I have two equivalent queries which extracts the average distance between buildings (table a) and the nearest highway (highways in table v) in a specific district (ace) and city (pro_com).
This is the CTE version
WITH subq AS (
SELECT a.n, a.geom as g1, unnest(ARRAY(SELECT v.geom as g2
FROM atlas_sezioni2 as v
where v.code = '12230' and a.pro_com = v.pro_com and a.code <> v.code
ORDER BY a.geom <-> v.geom LIMIT 15)) as g2
FROM atlas_sezioni2 a
where a.pro_com = 15146 and a.ace = 1 and a.code IN('11100', '11210', '11220', '11230', '11240', '11300', '12100', '14200')
)
select avg(dist) from (
select distinct on(n) n, dist
from (
SELECT n, ST_Distance_Sphere(g1, g2) as dist FROM subq
) disttable
order by n, dist asc
) final;
where in the CTE I extract the 15 nearest highways and calculate the distance, in order to use GIST indexes (http://workshops.boundlessgeo.com/postgis-intro/knn.html). And the CTE's explain:
Aggregate (cost=37342.10..37342.11 rows=1 width=8)
CTE subq
-> Index Scan using atlas_sezioni2_code_ace_pro_com_n_idx on atlas_sezioni2 a (cost=0.29..29987.90 rows=20900 width=236211)

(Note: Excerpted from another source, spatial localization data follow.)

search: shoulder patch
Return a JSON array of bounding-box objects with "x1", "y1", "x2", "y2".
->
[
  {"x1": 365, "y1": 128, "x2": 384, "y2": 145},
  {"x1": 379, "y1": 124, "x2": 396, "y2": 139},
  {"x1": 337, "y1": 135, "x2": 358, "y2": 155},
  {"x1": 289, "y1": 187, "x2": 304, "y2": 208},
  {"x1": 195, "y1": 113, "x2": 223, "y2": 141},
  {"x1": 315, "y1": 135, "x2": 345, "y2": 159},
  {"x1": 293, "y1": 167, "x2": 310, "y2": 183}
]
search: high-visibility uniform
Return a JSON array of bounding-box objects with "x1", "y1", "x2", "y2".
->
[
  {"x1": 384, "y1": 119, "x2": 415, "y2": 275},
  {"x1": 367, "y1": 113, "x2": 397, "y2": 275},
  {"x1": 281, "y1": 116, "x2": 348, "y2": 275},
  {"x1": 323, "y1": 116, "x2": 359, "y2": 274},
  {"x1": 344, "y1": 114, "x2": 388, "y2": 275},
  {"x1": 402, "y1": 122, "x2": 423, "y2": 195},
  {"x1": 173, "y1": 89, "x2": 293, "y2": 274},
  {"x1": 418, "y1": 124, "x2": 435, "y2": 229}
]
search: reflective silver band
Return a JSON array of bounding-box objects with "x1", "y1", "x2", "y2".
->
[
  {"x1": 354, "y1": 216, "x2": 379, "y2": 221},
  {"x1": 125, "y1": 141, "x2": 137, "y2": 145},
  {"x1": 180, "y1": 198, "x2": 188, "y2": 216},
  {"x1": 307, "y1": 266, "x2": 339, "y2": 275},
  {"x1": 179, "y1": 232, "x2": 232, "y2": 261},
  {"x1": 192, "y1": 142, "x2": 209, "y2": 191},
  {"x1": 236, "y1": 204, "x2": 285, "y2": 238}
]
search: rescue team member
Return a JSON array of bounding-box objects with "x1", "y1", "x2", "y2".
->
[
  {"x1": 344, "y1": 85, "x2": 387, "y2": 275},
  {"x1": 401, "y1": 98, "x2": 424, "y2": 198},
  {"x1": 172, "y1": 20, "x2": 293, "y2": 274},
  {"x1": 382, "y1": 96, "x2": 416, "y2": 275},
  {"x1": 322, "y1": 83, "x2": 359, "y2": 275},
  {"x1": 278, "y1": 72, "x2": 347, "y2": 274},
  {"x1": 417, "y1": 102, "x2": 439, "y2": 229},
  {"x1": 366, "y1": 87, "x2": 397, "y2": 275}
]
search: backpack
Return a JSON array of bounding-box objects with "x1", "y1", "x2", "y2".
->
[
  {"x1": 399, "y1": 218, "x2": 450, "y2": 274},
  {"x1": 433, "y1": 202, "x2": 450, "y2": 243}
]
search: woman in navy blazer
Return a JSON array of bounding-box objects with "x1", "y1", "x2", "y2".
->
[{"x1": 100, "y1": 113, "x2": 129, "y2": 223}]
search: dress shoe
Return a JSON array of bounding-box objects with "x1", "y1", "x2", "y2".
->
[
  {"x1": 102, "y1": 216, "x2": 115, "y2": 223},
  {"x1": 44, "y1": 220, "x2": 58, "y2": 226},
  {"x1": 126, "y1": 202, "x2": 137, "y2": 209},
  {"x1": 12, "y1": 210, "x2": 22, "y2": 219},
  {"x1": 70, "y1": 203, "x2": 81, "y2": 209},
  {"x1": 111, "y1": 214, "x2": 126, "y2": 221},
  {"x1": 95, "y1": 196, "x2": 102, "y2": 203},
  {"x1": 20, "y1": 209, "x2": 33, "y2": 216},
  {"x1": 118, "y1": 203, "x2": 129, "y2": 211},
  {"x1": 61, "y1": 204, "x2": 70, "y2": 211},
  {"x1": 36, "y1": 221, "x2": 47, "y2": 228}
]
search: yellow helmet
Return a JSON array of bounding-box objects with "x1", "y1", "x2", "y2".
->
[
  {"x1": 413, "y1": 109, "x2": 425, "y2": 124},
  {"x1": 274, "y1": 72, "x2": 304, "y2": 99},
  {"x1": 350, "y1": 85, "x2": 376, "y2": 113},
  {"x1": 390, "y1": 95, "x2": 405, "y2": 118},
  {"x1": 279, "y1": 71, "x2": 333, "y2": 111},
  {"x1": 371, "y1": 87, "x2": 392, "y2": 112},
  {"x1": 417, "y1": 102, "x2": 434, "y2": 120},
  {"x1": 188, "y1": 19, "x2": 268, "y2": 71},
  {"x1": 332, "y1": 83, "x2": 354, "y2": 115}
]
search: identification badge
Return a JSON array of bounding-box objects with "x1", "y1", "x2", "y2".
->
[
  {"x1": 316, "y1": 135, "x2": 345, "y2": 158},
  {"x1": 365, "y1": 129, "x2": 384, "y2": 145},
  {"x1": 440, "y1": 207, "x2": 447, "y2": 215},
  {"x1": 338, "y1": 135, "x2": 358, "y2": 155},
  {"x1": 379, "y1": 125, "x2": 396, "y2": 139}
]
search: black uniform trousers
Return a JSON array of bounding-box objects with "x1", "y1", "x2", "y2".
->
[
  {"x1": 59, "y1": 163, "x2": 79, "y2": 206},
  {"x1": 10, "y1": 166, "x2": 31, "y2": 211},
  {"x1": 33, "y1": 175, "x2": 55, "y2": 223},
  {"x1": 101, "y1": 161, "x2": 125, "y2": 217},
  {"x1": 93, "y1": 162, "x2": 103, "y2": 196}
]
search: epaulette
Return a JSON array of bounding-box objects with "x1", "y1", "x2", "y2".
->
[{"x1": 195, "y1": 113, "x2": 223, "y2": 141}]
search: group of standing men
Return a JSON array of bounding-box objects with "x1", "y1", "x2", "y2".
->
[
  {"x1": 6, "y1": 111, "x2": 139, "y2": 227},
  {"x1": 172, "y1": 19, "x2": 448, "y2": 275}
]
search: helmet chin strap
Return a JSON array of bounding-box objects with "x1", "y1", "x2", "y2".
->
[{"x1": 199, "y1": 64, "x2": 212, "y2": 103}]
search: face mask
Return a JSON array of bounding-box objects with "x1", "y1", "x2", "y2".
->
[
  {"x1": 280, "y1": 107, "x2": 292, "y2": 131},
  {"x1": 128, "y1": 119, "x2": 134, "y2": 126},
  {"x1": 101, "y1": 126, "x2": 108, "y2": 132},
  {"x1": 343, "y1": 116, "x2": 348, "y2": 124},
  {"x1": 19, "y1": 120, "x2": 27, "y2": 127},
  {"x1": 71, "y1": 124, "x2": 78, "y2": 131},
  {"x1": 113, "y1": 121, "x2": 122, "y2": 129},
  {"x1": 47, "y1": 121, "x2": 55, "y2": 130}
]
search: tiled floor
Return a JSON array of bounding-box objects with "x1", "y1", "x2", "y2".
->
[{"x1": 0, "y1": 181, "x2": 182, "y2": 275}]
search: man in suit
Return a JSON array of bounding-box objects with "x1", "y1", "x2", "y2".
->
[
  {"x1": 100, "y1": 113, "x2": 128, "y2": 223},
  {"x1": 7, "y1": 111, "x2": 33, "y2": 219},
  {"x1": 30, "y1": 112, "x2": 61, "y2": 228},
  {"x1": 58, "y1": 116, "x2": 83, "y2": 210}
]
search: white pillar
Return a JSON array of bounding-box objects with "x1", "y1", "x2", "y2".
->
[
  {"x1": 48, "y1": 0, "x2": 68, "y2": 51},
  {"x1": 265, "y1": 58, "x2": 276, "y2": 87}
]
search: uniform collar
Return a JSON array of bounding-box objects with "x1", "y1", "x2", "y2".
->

Index Cond: (((code)::text = ANY ('{11100,11210,11220,11230,11240,11300,12100,14200}'::text[])) AND (ace = 1) AND (pro_com = 15146::numeric))
SubPlan 1
-> Limit (cost=141.04..141.08 rows=15 width=236190)
-> Sort (cost=141.04..141.21 rows=69 width=236190)
Sort Key: ((a.geom <-> v.geom))
-> Index Scan using atlas_sezioni2_code_ace_pro_com_n_idx on atlas_sezioni2 v (cost=0.28..139.35 rows=69 width=236190)
Index Cond: (((code)::text = '12230'::text) AND (a.pro_com = pro_com))
Filter: ((a.code)::text <> (code)::text)
-> Unique (cost=7247.20..7351.70 rows=200 width=72)
-> Sort (cost=7247.20..7299.45 rows=20900 width=72)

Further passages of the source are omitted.